Epilepsy and Intellectual and Developmental Disabilities


  • Note: This article is drawn from one of a series of invited addresses presented at the Asia-Pacific IASIDD 3rd Regional Conference in Tokyo, Japan, July 22–24, 2013. Dr. Oguni is a professor of paediatrics in the Department of Paediatrics at the Tokyo Women's Medical University in Tokyo, Japan and a member of the International League Against Epilepsy.
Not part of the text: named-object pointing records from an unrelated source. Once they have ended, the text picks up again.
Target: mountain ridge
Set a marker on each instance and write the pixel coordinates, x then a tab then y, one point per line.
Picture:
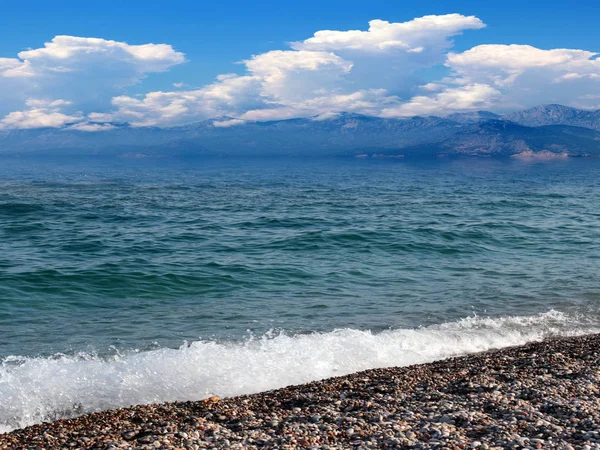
478	133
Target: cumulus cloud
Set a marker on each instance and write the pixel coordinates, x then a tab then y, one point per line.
388	70
449	100
88	72
527	76
329	73
40	114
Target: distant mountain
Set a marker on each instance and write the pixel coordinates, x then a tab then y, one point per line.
551	128
556	115
473	117
503	138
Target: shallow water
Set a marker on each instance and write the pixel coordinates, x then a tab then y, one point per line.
154	280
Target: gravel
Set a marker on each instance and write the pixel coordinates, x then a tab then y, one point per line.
541	395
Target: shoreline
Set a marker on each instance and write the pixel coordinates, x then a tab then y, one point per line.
539	395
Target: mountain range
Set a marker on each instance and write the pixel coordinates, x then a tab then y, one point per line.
544	130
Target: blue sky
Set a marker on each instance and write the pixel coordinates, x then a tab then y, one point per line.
210	39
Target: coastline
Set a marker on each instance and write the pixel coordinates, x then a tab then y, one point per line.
540	395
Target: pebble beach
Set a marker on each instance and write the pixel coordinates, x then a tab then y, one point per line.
541	395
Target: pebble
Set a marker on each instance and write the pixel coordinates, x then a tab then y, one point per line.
538	396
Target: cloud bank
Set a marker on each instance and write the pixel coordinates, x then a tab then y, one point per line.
388	70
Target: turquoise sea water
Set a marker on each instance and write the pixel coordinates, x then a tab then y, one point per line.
130	281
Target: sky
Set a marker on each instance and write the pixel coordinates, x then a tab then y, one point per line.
89	65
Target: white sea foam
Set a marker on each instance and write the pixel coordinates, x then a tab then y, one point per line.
37	389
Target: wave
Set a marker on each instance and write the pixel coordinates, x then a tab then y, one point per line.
33	390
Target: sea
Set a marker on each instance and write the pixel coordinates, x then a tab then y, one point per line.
142	280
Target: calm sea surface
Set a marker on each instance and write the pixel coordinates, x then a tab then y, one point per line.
130	281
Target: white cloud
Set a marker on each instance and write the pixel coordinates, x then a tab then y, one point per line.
527	76
86	71
40	114
332	72
414	36
450	100
387	70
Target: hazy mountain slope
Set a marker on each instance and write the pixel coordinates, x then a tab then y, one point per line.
548	127
556	115
503	138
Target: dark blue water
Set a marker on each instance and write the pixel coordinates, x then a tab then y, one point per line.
278	270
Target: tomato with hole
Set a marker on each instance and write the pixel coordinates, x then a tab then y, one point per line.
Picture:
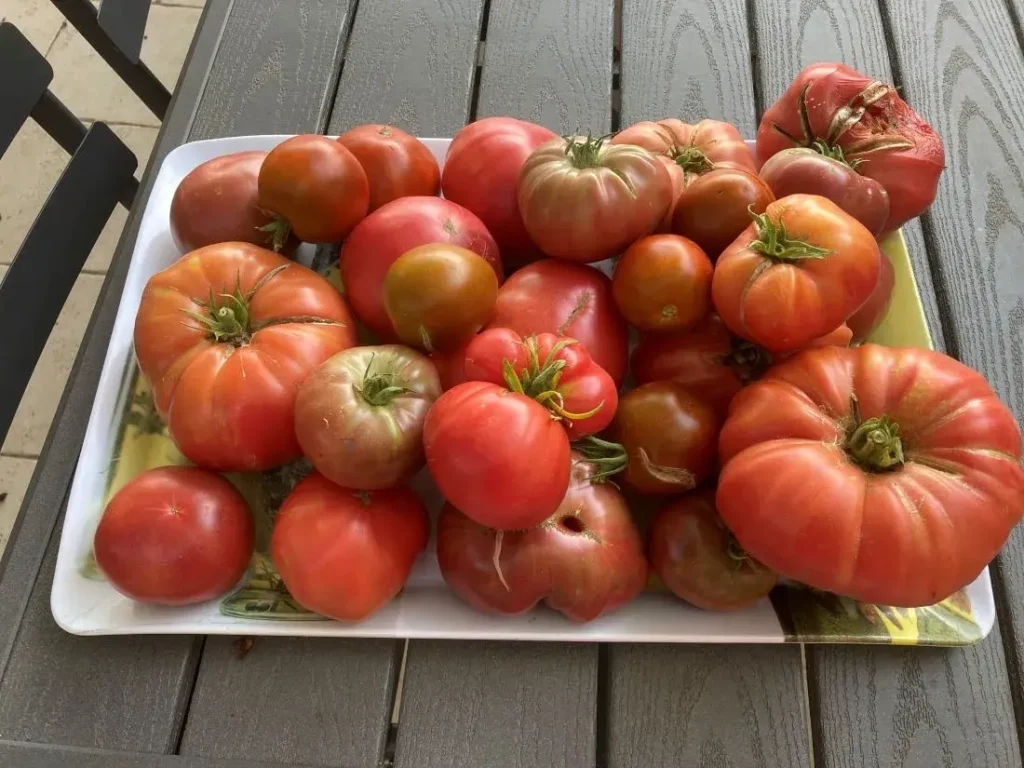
555	371
394	229
585	560
830	107
890	475
697	558
663	283
225	336
497	455
669	435
716	207
359	416
437	296
344	553
583	199
481	172
396	164
315	186
174	536
797	272
566	300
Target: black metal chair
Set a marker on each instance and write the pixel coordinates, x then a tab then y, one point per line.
99	175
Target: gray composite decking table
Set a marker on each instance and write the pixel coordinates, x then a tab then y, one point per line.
430	67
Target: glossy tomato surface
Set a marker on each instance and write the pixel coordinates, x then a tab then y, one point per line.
890	475
174	536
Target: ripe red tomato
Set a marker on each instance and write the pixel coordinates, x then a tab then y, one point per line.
497	455
697	558
796	273
175	536
345	553
391	230
316	186
890	475
663	283
585	200
832	105
224	374
481	172
586	560
567	300
396	164
556	372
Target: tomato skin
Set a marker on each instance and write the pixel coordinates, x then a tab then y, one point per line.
396	164
589	208
910	535
231	408
392	230
782	305
663	283
498	456
690	551
899	148
586	560
317	185
345	553
714	209
481	172
174	536
568	300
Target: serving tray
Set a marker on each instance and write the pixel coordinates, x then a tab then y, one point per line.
126	436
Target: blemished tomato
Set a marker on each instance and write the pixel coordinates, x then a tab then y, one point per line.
359	416
585	200
438	295
663	283
497	455
697	558
174	536
225	336
568	300
556	372
586	560
316	187
393	229
890	475
669	435
830	105
715	208
806	171
396	164
797	272
345	553
481	172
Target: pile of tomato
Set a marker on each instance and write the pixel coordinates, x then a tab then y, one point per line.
777	443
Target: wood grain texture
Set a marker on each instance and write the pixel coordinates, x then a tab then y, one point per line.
550	62
314	700
706	706
687	58
491	704
410	64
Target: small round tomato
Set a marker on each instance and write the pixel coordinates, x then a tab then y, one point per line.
316	187
697	558
396	164
438	295
663	283
359	416
497	455
715	208
175	536
670	437
345	553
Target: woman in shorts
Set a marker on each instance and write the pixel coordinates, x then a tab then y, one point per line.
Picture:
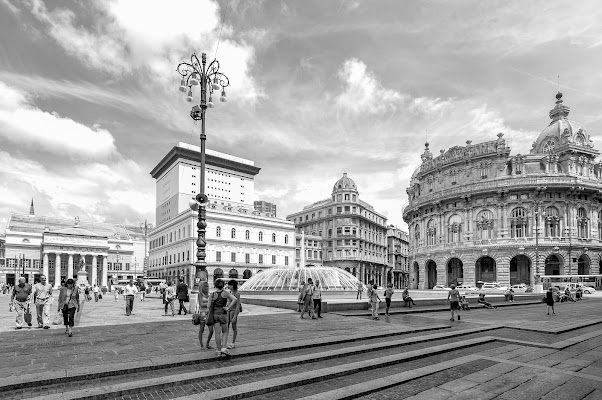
218	315
234	311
Correspondence: Hirokazu Oguni, MD, Department of Pediatrics, Tokyo Women's Medical University, 8-1 Kawada-cho, Shinjuku-ku, Tokyo 162, Japan. Tel: +81 3 3353 8111; Fax: +81 3 5269 7338; E-mail: hoguni@ped.twmu.ac.jp


The co-occurrence of epilepsy in people with intellectual disabilities (ID) and other developmental disabilities (DD) has received attention because it has a significant negative impact on health, well-being, and quality of life. The current research investigating the frequency and form of epilepsy in children with ID and DD is reviewed, with particular attention is paid to children presenting with coexisting autism spectrum disorder (ASD) and attention deficit hyperactivity disorder (ADHD). Complications in assessment and treatment arising from comorbidities are considered. The most recent and epidemiological survey of children with epilepsy demonstrates that approximately one-fourth of patients with childhood epilepsy had ID. The prevalence of DD (including ADHD and ASD) in children with epilepsy ranges from 7.1% to 32%, which exceeds that of the general population. Multiple studies have suggested that ADHD in children with epilepsy is largely comorbid rather than cause and effect because it is already present before the onset of epilepsy in 80% of these children. However, the co-occurrence of epilepsy and ASDs is frequent in people with known organic brain disorders, in which several causal relationships have been speculated. Recent studies have shown that the severity of ID is an important factor in determining the incidence of epilepsy complications in those with ASD, and also the incidence of ASD complications in those with epilepsy. The co-occurrence of epilepsy, ID, and DD appears common. ID might play a key role in increasing the burden of epilepsy, as well as DD comorbidity. The comorbidity of ID and DD in patients with epilepsy might reduce the seizure threshold, resulting in an increase in the frequency of seizures as well as epileptiform electroencephalographic abnormalities, although evidence is limited and further investigations are warranted.